It used to happen all the time and it drove us nuts.
One of our data scientists would formulate a hypothesis on what data they needed to improve their predictive models. The problem was that we rarely had what they were looking for in-house.
Hypothesis dead. Models starved.
As I said, it drove us nuts.
So now let me tell you my story, of how all of this led me to create a new Narrative for the industry.
I was SVP of Product / Strategy at Tapad, a sophisticated marketing technology company that was practically drowning in data. The whole company was built on the premise of painting as complete a picture as possible of consumers using multiple digital devices.
We had literally geniuses on staff. PHDs. Not to mention the petabytes of monthly information at our fingertips.
That sounds incredible, and it was. Yet we never had enough and always needed more. I would constantly hear from experts inside data-rich companies that for all the information they had about customers or products, there were always missing pieces. The same held true for us.
Theoretically, it should have been easy to fill in those blanks. Keep in mind, this wasn’t 1998 - it was 2016, and we were living in the big data era.
Except it wasn’t easy at all.
You might ask, ‘well, why didn’t you hook up your fancy software to some data exchanges and get more?’ Or ‘why didn’t you just cut deals with companies that had what you were looking for and buy it?’

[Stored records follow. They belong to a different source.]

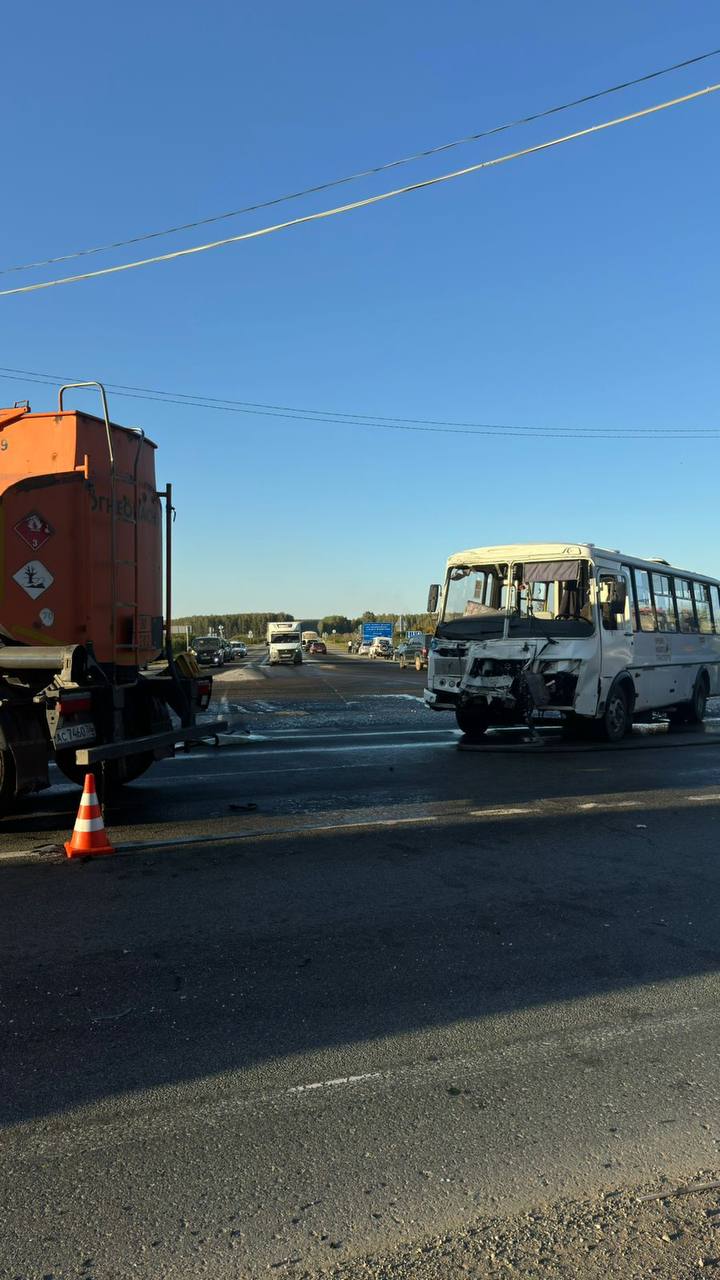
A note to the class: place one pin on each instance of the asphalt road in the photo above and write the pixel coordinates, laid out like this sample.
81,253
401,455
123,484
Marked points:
349,987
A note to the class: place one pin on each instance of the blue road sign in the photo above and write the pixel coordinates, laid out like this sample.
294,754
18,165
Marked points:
376,629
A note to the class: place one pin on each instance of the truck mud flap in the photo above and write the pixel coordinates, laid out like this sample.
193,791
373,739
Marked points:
23,734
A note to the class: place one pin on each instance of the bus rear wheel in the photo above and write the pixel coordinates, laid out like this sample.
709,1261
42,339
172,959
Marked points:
473,721
692,712
615,722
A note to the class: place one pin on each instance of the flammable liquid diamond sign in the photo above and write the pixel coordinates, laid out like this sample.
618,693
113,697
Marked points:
33,530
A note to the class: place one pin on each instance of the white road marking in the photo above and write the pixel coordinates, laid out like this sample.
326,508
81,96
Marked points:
501,813
333,1084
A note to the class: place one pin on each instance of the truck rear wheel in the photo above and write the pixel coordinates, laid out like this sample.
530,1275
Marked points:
7,780
154,720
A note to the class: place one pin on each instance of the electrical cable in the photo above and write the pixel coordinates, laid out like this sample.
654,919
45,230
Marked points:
367,201
367,173
376,421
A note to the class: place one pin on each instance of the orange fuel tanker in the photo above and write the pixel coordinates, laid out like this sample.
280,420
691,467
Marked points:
81,603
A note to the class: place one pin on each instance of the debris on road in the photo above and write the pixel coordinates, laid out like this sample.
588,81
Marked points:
618,1234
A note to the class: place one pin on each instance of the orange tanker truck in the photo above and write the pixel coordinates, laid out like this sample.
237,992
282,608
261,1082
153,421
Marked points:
81,603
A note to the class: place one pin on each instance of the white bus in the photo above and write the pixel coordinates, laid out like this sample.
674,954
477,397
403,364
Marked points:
285,644
568,627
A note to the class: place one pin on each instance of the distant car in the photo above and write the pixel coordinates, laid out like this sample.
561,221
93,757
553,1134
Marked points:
209,650
381,648
414,653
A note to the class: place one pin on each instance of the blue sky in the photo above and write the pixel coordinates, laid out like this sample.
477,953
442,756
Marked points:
574,288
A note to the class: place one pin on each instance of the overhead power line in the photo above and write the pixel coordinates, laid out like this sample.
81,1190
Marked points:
372,421
368,200
365,173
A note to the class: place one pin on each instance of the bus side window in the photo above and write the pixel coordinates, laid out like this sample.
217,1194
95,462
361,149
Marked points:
664,602
715,602
701,593
686,604
613,600
646,608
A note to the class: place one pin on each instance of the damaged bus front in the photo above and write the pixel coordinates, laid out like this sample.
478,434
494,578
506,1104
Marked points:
518,636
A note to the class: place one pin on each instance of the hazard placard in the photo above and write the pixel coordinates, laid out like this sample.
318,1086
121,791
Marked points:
33,530
33,579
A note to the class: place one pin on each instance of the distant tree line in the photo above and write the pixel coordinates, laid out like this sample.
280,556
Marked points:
242,624
232,624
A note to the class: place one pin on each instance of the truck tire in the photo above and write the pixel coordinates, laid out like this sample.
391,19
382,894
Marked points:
135,766
473,721
7,780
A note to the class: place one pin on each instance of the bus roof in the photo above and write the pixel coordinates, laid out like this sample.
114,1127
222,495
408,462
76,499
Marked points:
565,551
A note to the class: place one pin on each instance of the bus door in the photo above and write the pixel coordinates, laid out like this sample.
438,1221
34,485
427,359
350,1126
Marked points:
616,634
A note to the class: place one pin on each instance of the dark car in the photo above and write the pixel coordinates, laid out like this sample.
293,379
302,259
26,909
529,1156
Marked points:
209,650
414,653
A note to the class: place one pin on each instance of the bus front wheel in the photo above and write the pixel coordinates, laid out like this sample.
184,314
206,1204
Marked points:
615,722
473,721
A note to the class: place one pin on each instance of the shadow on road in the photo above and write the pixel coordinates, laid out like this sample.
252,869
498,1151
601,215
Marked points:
145,972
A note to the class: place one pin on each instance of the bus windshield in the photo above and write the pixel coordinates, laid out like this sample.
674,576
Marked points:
540,598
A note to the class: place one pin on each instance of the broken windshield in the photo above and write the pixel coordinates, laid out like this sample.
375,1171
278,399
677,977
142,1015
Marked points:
540,597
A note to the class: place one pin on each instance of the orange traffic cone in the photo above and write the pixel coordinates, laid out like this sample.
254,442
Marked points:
89,835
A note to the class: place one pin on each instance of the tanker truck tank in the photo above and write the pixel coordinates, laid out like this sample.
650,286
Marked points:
81,602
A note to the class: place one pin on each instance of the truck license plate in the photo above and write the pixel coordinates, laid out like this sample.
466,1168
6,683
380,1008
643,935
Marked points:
69,734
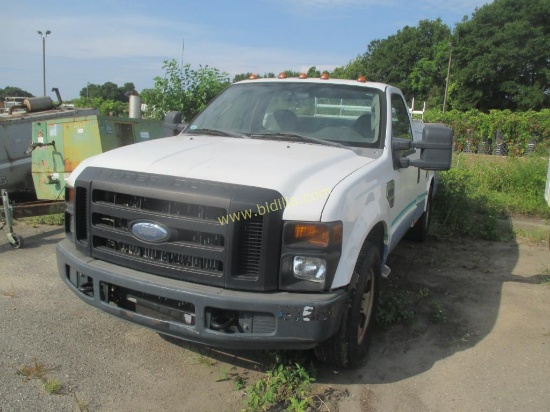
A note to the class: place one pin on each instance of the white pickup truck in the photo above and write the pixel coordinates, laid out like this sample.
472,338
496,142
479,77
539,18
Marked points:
265,224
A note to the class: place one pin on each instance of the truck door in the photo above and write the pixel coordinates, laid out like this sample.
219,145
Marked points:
406,180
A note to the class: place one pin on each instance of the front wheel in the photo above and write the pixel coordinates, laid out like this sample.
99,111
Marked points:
348,347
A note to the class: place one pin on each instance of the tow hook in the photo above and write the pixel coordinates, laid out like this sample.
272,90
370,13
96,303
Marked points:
86,288
223,320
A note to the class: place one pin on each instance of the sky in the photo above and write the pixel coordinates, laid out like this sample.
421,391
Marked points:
124,41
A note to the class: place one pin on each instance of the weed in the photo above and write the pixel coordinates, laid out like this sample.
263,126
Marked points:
81,404
439,314
205,360
239,383
286,386
223,375
38,370
53,386
479,189
534,235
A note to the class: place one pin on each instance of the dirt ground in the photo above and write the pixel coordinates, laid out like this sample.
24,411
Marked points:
476,338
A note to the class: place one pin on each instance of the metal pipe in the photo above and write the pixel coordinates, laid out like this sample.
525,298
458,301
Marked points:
447,80
44,57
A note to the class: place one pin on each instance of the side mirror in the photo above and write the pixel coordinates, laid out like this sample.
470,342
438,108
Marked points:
436,148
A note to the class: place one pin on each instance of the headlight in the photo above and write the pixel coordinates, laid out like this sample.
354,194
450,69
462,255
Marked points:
310,255
314,235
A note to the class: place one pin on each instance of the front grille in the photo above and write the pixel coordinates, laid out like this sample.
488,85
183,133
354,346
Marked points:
250,246
200,247
81,207
161,206
150,254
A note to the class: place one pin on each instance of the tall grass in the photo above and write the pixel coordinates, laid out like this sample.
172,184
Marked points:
480,189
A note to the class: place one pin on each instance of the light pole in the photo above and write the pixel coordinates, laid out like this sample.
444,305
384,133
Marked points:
44,56
448,75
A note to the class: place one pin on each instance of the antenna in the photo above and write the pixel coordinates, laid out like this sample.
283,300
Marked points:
182,50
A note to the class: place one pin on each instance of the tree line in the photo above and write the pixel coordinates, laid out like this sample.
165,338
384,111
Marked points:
497,59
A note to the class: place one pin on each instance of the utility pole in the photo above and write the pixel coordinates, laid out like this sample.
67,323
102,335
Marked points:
44,57
448,75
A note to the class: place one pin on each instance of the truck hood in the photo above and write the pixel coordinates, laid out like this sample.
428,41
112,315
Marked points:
303,173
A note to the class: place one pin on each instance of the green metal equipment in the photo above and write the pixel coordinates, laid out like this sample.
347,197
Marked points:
59,145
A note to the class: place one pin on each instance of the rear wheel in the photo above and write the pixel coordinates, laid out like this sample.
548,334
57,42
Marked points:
350,344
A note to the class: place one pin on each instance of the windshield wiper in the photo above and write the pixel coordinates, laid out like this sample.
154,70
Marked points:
216,132
299,137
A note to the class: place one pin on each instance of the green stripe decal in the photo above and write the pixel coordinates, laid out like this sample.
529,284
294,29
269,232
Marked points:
408,208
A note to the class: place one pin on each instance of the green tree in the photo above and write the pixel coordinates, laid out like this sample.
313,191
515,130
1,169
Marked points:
10,91
414,59
108,91
501,58
106,107
183,89
245,76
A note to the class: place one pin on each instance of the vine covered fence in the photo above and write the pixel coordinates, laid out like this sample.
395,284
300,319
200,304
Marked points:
499,132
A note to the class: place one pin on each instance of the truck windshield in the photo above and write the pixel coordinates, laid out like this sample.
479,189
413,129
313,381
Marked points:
311,112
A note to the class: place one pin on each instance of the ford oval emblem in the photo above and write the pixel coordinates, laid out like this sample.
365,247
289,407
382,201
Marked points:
150,231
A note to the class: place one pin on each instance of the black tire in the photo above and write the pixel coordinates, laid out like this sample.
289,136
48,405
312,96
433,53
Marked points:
349,346
419,232
17,242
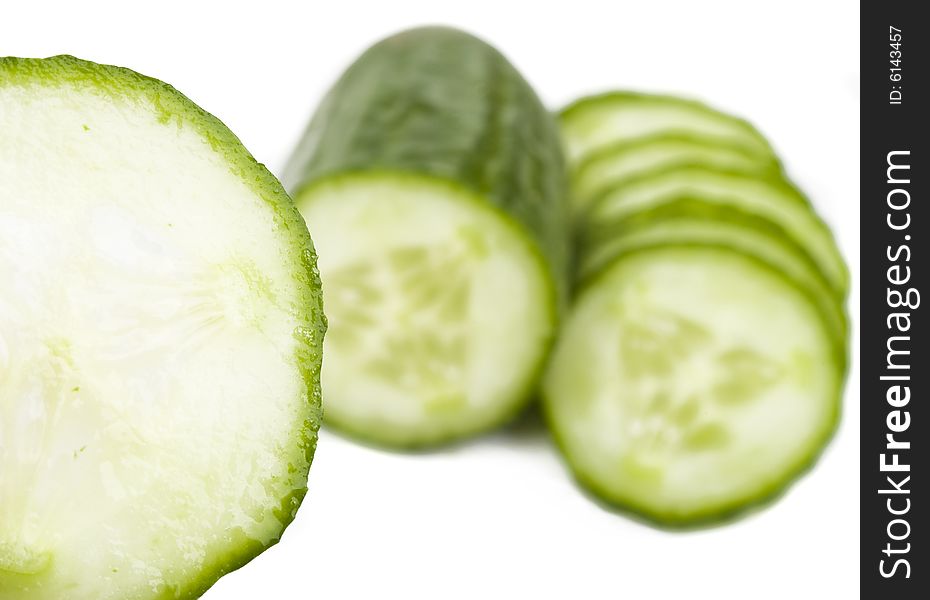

We tried. It sounds easy. It wasn’t.
Here’s how it played out. Our business development team would spend some time trying to figure out which companies might have the signal that would help support our hypothesis or yield new insights that could improve our products.
Once we found the right companies, we’d have to help them lay the groundwork for extracting and selling it. You have to realize, we weren’t talking about marketing clouds here. These were companies who had never sold data before or had only considered it as an exhaust opportunity.
Even if we had convinced them to sell to us (not always easy) we’d have to help them price it out (even harder).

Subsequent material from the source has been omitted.